The United Nations says there was not enough common ground to resume negotiations on war-divided Cyprus, after a three-day summit attempting to break a four-year impasse in peace negotiations.
Diplomats had been trying to make headway to end a decades-old conflict between rival Greek and Turkish Cypriots which destabilises the eastern Mediterranean and is a key source of tension between NATO allies Greece and Turkey.
“The truth is that in the end of our efforts, we have not yet found enough common ground to allow for the resumption of formal negotiations in relation to the settlement of the Cyprus problem,” UN Secretary-General Antonio Guterres told a press conference in Geneva.
He said the United Nations would make a fresh attempt in “probably two or three months”.

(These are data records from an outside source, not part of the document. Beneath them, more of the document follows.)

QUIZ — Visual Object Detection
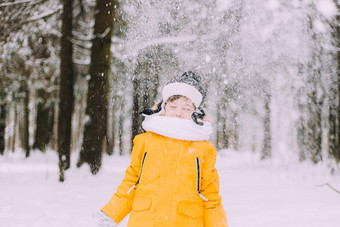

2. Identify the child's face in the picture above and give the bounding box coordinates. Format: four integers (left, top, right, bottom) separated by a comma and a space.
164, 97, 195, 119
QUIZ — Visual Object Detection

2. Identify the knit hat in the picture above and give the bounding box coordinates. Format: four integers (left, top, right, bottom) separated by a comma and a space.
141, 71, 206, 125
162, 71, 206, 108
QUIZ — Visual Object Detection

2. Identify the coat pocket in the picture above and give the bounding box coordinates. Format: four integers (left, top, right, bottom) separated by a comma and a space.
177, 202, 203, 218
132, 197, 152, 212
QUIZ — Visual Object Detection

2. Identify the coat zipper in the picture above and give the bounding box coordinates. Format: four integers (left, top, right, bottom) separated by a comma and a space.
195, 157, 208, 201
127, 152, 148, 194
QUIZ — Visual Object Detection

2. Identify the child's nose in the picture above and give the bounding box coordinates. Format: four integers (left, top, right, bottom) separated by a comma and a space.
176, 109, 182, 116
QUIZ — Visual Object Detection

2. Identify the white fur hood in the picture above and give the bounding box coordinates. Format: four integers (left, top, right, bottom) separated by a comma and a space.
142, 115, 212, 141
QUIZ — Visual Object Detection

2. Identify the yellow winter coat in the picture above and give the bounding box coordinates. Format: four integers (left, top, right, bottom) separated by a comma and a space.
102, 132, 227, 227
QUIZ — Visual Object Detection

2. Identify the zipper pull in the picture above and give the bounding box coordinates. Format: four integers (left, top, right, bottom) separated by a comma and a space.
127, 184, 136, 194
198, 192, 209, 201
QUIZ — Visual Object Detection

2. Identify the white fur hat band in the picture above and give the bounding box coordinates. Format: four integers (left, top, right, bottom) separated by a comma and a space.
162, 82, 203, 107
162, 71, 206, 108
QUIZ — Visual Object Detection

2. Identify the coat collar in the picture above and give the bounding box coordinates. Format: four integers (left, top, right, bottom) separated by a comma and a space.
142, 115, 212, 141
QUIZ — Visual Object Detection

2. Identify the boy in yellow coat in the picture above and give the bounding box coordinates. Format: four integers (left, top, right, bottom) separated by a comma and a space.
100, 72, 227, 227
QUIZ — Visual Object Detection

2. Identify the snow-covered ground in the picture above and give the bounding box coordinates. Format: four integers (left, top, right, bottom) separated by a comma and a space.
0, 150, 340, 227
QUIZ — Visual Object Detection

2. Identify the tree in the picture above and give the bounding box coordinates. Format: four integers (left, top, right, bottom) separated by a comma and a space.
77, 0, 115, 174
58, 0, 74, 181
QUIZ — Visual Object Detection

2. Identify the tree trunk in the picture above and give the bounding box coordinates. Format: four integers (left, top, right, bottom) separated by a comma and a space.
131, 76, 142, 149
18, 84, 30, 158
233, 112, 240, 151
77, 0, 115, 174
333, 1, 340, 162
261, 93, 272, 160
307, 90, 322, 163
32, 89, 54, 152
0, 100, 7, 155
58, 0, 74, 182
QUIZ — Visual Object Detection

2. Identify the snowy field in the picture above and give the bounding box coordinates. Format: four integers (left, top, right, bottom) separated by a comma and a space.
0, 151, 340, 227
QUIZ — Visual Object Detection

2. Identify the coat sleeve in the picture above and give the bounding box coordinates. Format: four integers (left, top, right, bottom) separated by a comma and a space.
201, 144, 228, 227
101, 136, 144, 223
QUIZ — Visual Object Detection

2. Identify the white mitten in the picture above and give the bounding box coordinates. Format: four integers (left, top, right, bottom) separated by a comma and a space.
98, 211, 117, 227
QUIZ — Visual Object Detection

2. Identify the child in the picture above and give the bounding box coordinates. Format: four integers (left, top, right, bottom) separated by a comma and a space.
101, 71, 227, 227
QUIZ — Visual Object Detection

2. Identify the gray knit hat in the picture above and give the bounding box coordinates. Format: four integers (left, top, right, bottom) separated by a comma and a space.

Turkish Cypriot leader Ersin Tatar said there was no point in holding formal talks on Cyprus without recognition of his state, and that he would not turn back from the two-state proposal his delegation made on Wednesday.
Greek Cypriot leader Nicos Anastasiades said the Turkish proposals for a two-state solution were a clear violation of UN resolutions over the island and would never be accepted.
His government nominally represents the whole island, both internationally and in the European Union.
“Unfortunately today we are not able to reach the agreements that we would wish to reach, but we are not going to give up,” Guterres said.
The summit at the UN European headquarters was attended by the foreign ministers of Britain, Greece and Turkey which are guarantor powers under the island’s independence treaty.
Britain welcomed the commitment by all sides to meet again in the near future, foreign minister Dominic Raab said on Twitter. “The UK will continue to work with all parties to seek a fair and lasting settlement,” he said.
Cyprus was split between a Greek Cypriot south and a Turkish Cypriot north in 1974.
Previous talks on reunification under a federal umbrella, as called for in UN resolutions, have failed.
Turkey and the Turkish Cypriot leadership have dismissed further discussions about a federation-based accord as a “waste of time” because nearly five decades of negotiations on that model have gone nowhere.
Greece says the two-state proposal would legitimise the country’s partition.
The breakaway Turkish Cypriot enclave set up after a Turkish military invasion is recognised only by Ankara, while the Greek Cypriot administration is internationally recognised as the government of Cyprus.
That invasion came after a coup that sought to join the island to Greece.